Abbia pazienza, ma rimango allibito dalla sua apparente indifferenza. Ha capito sul serio quello che le ho detto? Non vuole essere accompagnato da specialisti che l’aiutino a mettere nella giusta luce quello che le sta accadendo, in questo momento della sua vita? Potrebbe essere decisivo per la sua serenità, lo comprende?
– Dottore, scusi se mi permetto, ma credo di avere capito quanto basta. Grazie e tante cose belle a lei e famiglia.
Dalla scaletta dell’aereo fino alla spiaggia, ha calcolato i passi fatti, i minuti di percorso sull’autostrada, i secondi per ritrovarsi lì, una volta posteggiata l’auto.
Non è nemmeno trascorsa una ventina di minuti e avrà fatto un centinaio di passi in tutto.
Dall’alto, al momento dell’atterraggio sembrava di planare sulla cresta delle onde.
Ogni volta, ad ogni ritorno a casa, la stessa sensazione di attraversare una dimensione fuori dallo spazio e dal tempo.

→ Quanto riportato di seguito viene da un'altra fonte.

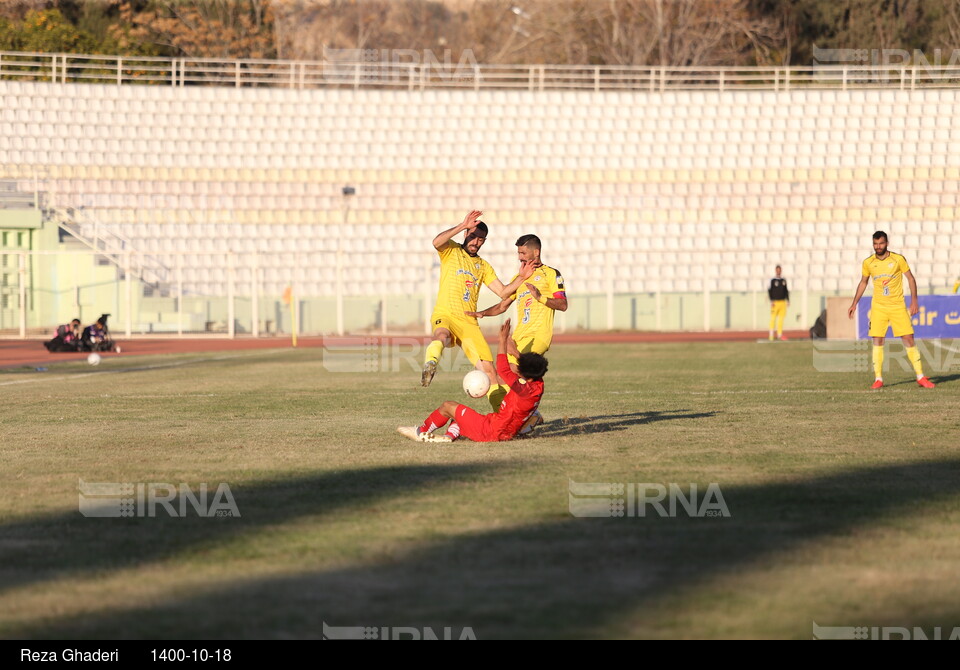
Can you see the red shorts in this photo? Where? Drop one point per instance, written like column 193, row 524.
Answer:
column 474, row 425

Adesso, lo zaino gettato tre metri più in là e le Grandi Parole del Luminare che ancora volteggiano impigliate per qualche secondo tra le gocce sospese nell’aria e gli spruzzi leggeri.

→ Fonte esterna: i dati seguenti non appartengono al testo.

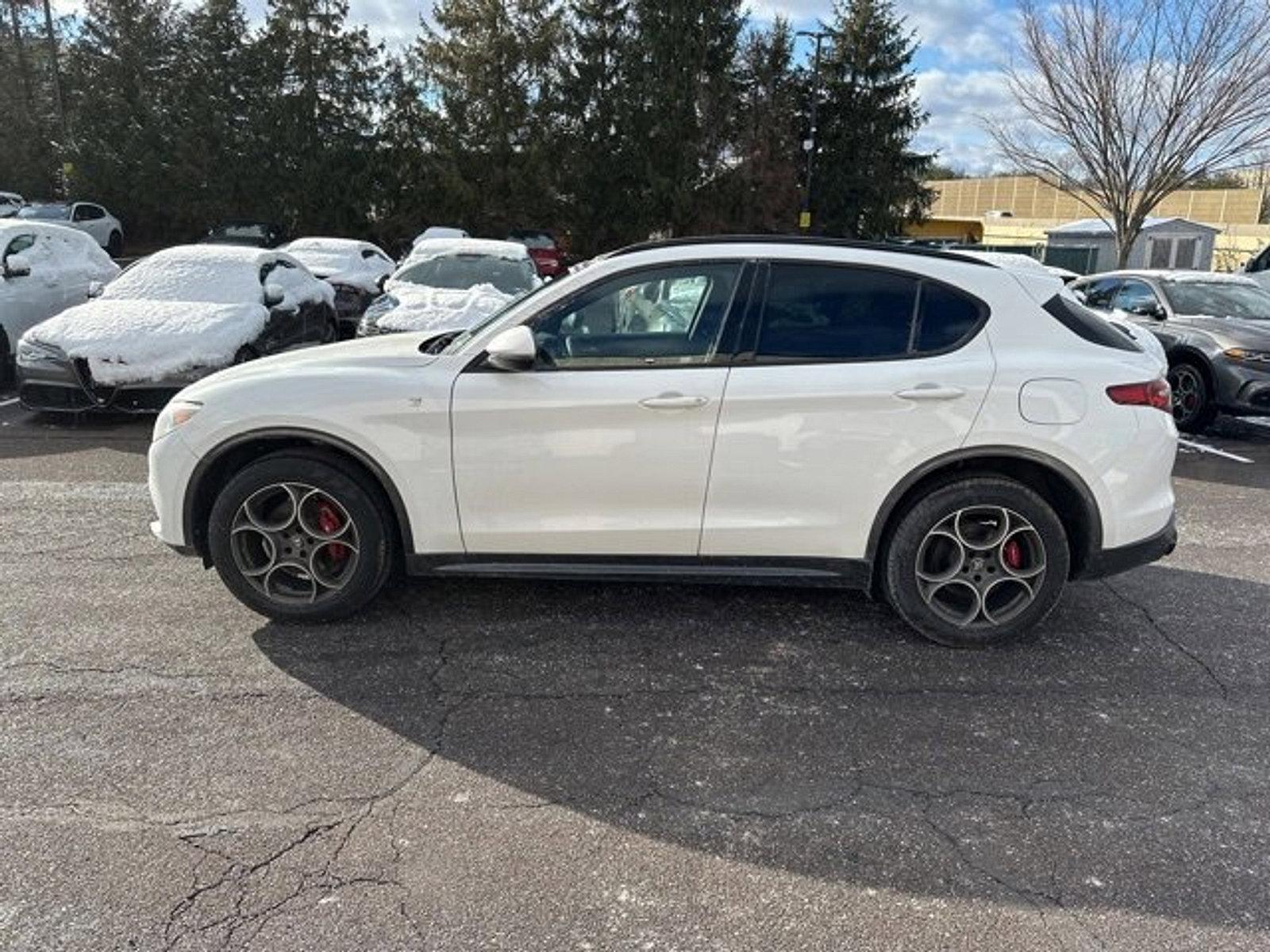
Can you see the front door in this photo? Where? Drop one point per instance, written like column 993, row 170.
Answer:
column 603, row 447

Poco prima della partenza dalla Grande Città aveva pensato – Se il sole scende un po’ troppo veloce dietro l’orizzonte, stasera, dovrò salutare il giorno senza vedere la linea del molo ad arco di luna e questo, per me, sarebbe davvero terribile. E invece eccolo lì a salutare il sole declinante, da quella luna fatta di rocce rivoltate sull’acqua e modellate dal vento.
Chi avrà deciso e quando di gettare sul bordo della laguna questo disegno di rocce basse? Una freccia ricurva come il tempo, che si inarca per entrare nel ventre palpitante di questo lago marino.

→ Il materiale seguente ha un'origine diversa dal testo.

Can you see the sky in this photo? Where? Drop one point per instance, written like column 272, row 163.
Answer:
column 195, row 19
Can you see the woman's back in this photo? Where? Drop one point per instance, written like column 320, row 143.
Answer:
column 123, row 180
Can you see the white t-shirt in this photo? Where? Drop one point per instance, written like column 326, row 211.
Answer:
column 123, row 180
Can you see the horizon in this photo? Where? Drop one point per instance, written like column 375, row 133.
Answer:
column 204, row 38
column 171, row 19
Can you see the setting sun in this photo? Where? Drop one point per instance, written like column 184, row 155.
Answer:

Una domanda senza risposta che il disco solare a occidente illumina con tutto quello che rimane della sua vita.
Uno, cento, mille milioni di respiri, chissenefrega, pensa. L’attimo conta. L’attimo è l’unica eternità di cui disponiamo.
Adesso Filippo riposa seduto sul molo basso, intercettando appena l’orizzonte. Le palpebre inondate dalla luce vespertina hanno accorciato lo sguardo.
Filippo sente attraverso gli occhi il sapore intenso del sale e gli pare di annusare il soffio dei respiri mancanti che attraversano il vento.
Per un attimo l’universo intero si condensa nell’ombra dell’agave alle sue spalle e del suo fiore spezzato, lungo disteso sul margine delle saline.